Day trading changes at Schwab: Starting June 8, Schwab will no longer count day trades in margin accounts after the Securities and Exchange Commission (SEC) approved scrapping the old rules, including the pattern day trader (PDT) designation and the $25,000 equity requirement. Learn more in our new article on margin.

Chart of the day

The PHLX Semiconductor Index, or SOX, has hit a high above 13,000. It dipped to  almost 11,000 last week to test its 20-day moving average, which is now at 11,547. The relative strength index for SOX slid early this week, now at 71.18.

Data sources: Nasdaq. Chart source: thinkorswim® platform.

Past performance is no guarantee of future results.

For illustrative purposes only.

The PHLX Semiconductor Index (SOX—candlesticks) found dip buyers after falling to its 20-day moving average (blue line) last week. While chips slid again Wednesday, another test of the 20-day could be interesting to see if dip buyers return, and it's a level technicians are watching. The other thing to watch is the Relative Strength Index (RSI) for the SOX. This momentum indicator shows signs of flattening in recent sessions even as the SOX makes new all-time highs, which might indicate some consolidation ahead.

The week ahead

Check out the investors' calendar for a summary of the top economic events and earnings reports on tap this week.
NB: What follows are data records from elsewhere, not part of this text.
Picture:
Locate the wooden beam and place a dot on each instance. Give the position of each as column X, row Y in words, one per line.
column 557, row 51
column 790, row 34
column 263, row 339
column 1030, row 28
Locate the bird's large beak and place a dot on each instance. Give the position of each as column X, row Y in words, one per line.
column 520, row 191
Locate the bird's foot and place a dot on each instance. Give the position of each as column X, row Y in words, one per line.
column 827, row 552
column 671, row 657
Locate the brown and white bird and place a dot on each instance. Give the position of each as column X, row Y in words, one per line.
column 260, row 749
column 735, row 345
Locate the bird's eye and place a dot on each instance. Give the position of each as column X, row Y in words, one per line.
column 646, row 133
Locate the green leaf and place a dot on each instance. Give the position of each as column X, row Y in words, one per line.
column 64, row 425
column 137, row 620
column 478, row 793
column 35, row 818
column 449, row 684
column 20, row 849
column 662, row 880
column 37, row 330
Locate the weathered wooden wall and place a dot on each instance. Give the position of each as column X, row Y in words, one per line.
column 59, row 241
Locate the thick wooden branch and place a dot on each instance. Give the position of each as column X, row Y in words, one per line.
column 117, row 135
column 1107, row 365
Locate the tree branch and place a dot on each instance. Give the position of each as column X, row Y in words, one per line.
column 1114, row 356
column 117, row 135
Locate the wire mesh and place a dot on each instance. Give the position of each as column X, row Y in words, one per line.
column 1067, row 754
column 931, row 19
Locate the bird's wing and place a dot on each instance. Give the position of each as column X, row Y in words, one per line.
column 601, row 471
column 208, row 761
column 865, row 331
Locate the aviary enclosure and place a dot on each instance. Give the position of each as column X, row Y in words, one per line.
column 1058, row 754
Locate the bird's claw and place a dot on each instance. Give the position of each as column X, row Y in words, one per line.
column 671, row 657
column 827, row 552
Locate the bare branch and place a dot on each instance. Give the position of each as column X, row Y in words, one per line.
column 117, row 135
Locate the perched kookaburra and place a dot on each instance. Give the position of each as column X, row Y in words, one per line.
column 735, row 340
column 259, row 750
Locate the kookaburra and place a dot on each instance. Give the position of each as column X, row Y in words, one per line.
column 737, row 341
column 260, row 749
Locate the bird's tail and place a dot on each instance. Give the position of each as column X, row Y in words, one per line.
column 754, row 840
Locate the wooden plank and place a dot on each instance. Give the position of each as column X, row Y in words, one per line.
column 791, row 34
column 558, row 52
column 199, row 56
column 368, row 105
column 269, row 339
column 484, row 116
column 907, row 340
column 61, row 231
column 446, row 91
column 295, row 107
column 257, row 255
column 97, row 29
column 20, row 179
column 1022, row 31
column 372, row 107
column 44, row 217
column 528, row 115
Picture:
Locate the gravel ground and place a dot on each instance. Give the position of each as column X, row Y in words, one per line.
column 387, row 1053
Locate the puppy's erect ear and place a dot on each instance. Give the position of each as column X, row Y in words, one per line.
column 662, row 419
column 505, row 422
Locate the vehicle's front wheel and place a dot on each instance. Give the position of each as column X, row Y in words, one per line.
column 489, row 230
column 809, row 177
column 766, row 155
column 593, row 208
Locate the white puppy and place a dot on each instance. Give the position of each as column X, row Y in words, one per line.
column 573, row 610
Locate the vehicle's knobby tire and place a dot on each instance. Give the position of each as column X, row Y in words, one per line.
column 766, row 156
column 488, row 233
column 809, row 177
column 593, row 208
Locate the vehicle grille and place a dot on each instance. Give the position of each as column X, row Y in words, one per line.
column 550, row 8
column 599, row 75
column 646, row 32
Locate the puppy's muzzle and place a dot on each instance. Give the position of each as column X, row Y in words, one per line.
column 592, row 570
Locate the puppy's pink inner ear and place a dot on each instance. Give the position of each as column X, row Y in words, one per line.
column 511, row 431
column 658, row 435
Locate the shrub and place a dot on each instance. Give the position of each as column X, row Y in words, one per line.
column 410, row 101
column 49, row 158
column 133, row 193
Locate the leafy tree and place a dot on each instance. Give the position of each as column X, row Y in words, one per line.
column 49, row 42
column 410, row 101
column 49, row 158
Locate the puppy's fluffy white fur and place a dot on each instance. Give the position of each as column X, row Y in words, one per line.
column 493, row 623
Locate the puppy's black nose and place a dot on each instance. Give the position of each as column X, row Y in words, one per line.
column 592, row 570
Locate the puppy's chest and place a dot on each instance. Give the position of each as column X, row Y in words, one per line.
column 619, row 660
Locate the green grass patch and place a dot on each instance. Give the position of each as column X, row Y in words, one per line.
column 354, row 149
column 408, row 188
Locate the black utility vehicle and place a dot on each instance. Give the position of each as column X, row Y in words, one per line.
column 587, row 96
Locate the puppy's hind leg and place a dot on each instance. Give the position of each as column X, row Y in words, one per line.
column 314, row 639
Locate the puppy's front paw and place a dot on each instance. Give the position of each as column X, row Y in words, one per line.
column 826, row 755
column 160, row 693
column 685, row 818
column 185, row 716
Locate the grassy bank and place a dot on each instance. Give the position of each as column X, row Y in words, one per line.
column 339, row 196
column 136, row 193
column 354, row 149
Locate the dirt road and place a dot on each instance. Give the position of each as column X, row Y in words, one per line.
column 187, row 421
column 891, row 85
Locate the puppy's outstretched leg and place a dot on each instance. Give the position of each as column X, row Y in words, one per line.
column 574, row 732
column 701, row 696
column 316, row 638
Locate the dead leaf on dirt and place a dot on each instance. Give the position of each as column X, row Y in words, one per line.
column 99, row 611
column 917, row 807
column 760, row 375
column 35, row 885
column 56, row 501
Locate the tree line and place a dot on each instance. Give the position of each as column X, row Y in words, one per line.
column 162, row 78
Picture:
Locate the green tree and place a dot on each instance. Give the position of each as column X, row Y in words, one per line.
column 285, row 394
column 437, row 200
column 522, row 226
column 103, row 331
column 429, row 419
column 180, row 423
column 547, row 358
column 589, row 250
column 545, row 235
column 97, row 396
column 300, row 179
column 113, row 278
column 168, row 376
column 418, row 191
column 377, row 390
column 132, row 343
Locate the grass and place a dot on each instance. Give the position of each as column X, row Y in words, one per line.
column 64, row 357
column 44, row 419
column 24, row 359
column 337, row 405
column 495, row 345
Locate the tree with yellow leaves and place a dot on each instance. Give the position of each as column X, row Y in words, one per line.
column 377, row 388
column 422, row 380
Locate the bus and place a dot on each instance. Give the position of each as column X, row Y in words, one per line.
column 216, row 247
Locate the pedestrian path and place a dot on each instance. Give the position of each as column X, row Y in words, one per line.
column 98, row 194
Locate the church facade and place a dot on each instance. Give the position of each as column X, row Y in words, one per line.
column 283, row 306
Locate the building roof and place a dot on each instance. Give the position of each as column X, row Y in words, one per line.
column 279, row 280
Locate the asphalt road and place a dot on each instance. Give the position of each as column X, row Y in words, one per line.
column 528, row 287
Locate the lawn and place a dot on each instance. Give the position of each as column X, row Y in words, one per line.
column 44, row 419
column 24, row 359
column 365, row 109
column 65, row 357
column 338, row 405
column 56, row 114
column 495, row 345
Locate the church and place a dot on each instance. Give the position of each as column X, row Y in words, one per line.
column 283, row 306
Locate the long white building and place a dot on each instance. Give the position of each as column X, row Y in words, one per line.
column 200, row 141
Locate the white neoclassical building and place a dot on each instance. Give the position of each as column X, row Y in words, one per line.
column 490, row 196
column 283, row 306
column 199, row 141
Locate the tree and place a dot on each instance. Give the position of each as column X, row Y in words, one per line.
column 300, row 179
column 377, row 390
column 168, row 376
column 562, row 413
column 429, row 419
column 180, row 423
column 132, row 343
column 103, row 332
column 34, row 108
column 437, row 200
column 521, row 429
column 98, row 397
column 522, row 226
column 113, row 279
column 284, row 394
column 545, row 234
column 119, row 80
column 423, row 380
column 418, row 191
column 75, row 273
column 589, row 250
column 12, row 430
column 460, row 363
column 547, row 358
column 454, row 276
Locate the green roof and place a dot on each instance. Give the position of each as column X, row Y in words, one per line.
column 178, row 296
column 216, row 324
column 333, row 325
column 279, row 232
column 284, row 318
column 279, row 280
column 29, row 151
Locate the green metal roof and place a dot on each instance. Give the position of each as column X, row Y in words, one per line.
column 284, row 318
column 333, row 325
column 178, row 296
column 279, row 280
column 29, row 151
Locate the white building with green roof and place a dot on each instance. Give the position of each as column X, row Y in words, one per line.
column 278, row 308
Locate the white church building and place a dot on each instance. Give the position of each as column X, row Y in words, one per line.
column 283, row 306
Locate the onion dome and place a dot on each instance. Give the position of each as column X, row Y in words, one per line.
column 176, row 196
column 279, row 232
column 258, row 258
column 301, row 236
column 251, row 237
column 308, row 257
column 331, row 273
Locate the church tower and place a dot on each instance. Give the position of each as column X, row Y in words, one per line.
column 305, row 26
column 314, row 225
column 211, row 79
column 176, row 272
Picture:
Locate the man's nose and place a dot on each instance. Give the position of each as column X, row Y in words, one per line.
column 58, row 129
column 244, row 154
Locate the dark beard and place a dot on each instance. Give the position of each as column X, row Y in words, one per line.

May 29: No major data or earnings expected.
June 1: April construction spending, May ISM Manufacturing PMI®, and expected earnings from Hewlett Packard Enterprise (HPE)
June 2: Expected earnings from Dollar General (DG), Palo Alto Networks (PANW), and Ulta Beauty (ULTA).
June 3: April factory orders, May ISM Services PMI®, and expected earnings from Medtronic (MDT), Macy's (M), Broadcom (AVGO), and CrowdStrike Holdings (CRWD).
June 4: First quarter nonfarm productivity and expected earnings from Ciena (CIEN), Planet Labs (PL), and Lululemon Athletica (LULU).